Por: Renato Segura 2017-01-30
Renato Segura

“Lamentablemente, nunca se había visto algo de esta dimensión, nunca en la historia de Chile, y por lo tanto las fuerzas están haciendo todo lo humanamente posible y se va a continuar hasta que se logre contener y controlar el incendio”. El párrafo corresponde a los dichos de la Presidenta de la República y es la evidencia más palpable que la incapacidad se ha institucionalizado en nuestro país.

A inicios de 2012, frente al desolador incendio en la Provincia de Ñuble que dejó una persona fallecida, 500 personas evacuadas, más de 30 viviendas destruidas, 18 mil hectáreas arrasadas por el fuego y la planta de paneles de Celulosa Arauco y Constitución completamente devastada, las voces en la zona se levantaron fuerte y claro: Chile no está preparado para enfrentar el riesgo latente de incendios forestales en gran escala. 

Personalmente escribí una columna de opinión que señalaba: “se han intensificado las voces que piden una mayor proactividad en la prevención y un endurecimiento de las penas en la legislación para quienes inician el infierno que genera un incendio forestal. Sin embargo, serán estériles los esfuerzos de los organismos públicos y privados si no se crea una conciencia colectiva regional sobre la importancia de erradicar los incendios forestales producidos voluntaria o involuntariamente por el hombre. En este sentido, prevenir los incendios forestales de cualquier naturaleza es una tarea que no solo compete a los organismos gubernamentales, sino que es un imperativo moral y legal que debiera afectar a todos y cada uno de quienes habitan y visitan la Región del Bío Bío”.
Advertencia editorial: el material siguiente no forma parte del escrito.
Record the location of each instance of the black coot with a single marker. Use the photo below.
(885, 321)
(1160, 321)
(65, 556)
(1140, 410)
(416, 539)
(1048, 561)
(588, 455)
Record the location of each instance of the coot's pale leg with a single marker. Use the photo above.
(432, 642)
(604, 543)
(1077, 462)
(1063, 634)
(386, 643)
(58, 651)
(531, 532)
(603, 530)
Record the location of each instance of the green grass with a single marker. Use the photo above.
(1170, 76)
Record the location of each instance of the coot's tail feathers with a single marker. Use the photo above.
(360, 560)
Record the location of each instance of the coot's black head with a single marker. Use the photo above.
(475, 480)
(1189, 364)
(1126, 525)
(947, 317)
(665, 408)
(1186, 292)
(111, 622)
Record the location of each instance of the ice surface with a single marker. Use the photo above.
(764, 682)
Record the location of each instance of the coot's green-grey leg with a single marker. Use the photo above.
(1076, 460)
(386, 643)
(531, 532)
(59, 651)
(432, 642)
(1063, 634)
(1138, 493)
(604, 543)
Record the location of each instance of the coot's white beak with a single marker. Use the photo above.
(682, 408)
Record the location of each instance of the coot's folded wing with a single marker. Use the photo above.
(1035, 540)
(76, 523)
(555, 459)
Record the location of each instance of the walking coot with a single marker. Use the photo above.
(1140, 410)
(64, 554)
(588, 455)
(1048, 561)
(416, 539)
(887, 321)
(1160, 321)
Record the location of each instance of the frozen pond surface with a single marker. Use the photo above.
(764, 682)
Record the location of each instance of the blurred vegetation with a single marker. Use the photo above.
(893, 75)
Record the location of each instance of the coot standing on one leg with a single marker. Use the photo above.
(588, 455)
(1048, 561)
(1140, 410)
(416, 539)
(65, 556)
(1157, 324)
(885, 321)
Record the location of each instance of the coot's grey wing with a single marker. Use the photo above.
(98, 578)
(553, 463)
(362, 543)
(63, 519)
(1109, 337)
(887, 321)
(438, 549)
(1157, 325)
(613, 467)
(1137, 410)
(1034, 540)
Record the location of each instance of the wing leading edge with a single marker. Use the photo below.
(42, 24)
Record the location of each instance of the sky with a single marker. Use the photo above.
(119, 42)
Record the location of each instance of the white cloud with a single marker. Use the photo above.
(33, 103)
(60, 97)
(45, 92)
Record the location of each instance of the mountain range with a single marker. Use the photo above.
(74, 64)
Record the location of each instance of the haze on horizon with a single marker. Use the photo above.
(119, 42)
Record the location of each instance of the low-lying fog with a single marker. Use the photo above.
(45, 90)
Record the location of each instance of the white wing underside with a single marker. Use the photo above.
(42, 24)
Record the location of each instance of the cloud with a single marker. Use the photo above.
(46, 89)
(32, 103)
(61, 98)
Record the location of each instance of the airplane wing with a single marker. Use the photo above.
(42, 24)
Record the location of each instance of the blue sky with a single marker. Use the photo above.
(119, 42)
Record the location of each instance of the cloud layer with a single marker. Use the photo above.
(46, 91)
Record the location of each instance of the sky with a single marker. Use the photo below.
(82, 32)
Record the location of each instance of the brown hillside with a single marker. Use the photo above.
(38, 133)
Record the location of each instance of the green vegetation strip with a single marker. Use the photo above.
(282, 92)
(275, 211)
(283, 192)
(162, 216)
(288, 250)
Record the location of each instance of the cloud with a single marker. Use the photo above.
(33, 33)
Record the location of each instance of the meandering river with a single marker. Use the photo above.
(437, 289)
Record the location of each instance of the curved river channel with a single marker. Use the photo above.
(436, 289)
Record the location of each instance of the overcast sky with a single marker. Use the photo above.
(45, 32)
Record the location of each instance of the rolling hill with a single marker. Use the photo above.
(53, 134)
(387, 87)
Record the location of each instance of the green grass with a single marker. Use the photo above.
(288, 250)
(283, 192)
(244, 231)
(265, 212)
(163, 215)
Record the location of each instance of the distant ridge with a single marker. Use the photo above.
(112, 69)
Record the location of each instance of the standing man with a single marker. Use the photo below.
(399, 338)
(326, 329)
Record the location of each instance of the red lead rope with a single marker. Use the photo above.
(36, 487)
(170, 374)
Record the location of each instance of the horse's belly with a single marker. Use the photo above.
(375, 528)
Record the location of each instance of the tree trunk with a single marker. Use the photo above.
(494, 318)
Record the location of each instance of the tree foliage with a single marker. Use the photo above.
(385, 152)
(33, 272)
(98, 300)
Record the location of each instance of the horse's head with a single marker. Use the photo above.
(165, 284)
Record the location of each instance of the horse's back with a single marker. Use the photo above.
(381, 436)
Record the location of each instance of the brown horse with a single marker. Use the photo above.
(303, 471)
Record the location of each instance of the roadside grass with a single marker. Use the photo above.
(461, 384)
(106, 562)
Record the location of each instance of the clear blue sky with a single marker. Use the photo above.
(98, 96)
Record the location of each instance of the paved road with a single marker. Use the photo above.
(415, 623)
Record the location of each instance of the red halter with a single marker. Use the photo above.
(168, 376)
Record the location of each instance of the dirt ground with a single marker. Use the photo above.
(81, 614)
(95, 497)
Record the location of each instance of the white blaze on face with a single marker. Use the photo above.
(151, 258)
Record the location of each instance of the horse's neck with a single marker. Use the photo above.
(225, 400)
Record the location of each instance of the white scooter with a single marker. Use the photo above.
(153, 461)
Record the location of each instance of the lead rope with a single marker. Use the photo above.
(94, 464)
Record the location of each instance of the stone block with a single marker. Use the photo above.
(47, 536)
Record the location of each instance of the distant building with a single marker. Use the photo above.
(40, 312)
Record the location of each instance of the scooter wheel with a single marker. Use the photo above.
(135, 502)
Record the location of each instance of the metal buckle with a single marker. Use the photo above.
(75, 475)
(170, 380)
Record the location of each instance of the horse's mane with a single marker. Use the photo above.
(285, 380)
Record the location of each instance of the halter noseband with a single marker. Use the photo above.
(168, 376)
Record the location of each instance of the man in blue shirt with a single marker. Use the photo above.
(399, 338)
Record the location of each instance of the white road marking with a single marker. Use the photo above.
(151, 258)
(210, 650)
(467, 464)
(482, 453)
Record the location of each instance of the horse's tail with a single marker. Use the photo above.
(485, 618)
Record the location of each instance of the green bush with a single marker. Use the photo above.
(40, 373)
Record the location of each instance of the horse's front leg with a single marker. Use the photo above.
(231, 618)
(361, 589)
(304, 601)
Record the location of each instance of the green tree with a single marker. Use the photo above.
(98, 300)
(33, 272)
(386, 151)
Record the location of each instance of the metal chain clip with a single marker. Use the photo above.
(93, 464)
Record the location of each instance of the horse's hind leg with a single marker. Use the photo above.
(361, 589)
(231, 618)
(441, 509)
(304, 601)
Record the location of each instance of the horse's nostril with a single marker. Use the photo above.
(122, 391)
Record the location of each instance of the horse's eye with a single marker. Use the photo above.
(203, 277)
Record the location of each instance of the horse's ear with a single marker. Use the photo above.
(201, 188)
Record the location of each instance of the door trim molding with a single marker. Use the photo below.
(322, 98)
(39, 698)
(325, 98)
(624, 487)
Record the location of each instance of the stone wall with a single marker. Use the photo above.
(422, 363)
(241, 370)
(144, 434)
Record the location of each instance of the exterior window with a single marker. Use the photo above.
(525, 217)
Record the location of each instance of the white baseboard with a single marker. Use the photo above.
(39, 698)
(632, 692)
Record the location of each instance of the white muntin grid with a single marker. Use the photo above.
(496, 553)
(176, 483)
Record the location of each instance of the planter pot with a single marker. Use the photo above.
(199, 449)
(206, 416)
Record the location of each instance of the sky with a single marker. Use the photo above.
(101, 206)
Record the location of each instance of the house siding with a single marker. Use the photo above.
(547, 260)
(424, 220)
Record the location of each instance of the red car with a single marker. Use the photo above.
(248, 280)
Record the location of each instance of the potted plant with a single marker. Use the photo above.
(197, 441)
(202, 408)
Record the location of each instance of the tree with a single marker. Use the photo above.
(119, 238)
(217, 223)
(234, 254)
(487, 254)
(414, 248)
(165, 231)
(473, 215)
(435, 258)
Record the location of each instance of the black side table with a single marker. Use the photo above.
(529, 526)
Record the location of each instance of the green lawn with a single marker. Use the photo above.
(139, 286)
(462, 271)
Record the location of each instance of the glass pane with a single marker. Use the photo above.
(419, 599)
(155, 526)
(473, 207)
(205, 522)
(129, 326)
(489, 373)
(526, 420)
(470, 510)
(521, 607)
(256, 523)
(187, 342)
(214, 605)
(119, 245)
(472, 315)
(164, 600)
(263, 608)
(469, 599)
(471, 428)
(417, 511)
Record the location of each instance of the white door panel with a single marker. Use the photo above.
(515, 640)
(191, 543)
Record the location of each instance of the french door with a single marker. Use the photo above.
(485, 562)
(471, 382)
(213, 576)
Cinco años después de ocurrida la catástrofe, nuevamente vemos con impotencia como las autoridades de este país siguen improvisando frente a los eventos catastróficos, lo que demuestra el nulo aprendizaje de un incendio forestal de magnitud que sabíamos y lo hicimos saber, era cosa de tiempo que volviera a ocurrir. El notable abandono de deberes de la autoridad, le ha costado al país estar inmerso en un siniestro de proporciones dantescas, con pérdida irrecuperables de vidas, de viviendas y un daño de miles y miles de hectáreas consumidas por el fuego, arrasando con la naturaleza y la esperanza de nuestra población.

Países como Australia, que han vivido incendios forestales similares a los que ocurren en Chile, han sacado lecciones valiosas para estar preparados frente a eventos similares. Crearon una cultura del fuego, prepararon a la población para hacer frente a los focos de incendio, endurecieron las penas a quienes provocan incendios o desatienden la normativa sobre la materia, implementaron sistemas de alerta y coordinación entre agentes públicos y privados para hacer frente en forma oportuna a los siniestros, son algunas de las medidas que resultaron de la experiencia adquirida. 

Siento rabia e impotencia frente al contraste con lo obrado en el país. Veo con indignación cómo las autoridades responsables de implementar las medidas, se sumergieron por años en su zona de confort sin importarles el peligro inminente sobre el que se encontraba la población. Es un crimen que, seguramente, nuestra sociedad sabrá olvidar después de llorar a sus muertos y recibir las ayudas del Estado para recuperar los bienes perdidos. Mientras tanto, quedará el registro escrito -que pocos leen- que el infierno de la gestión pública estuvo en llamas.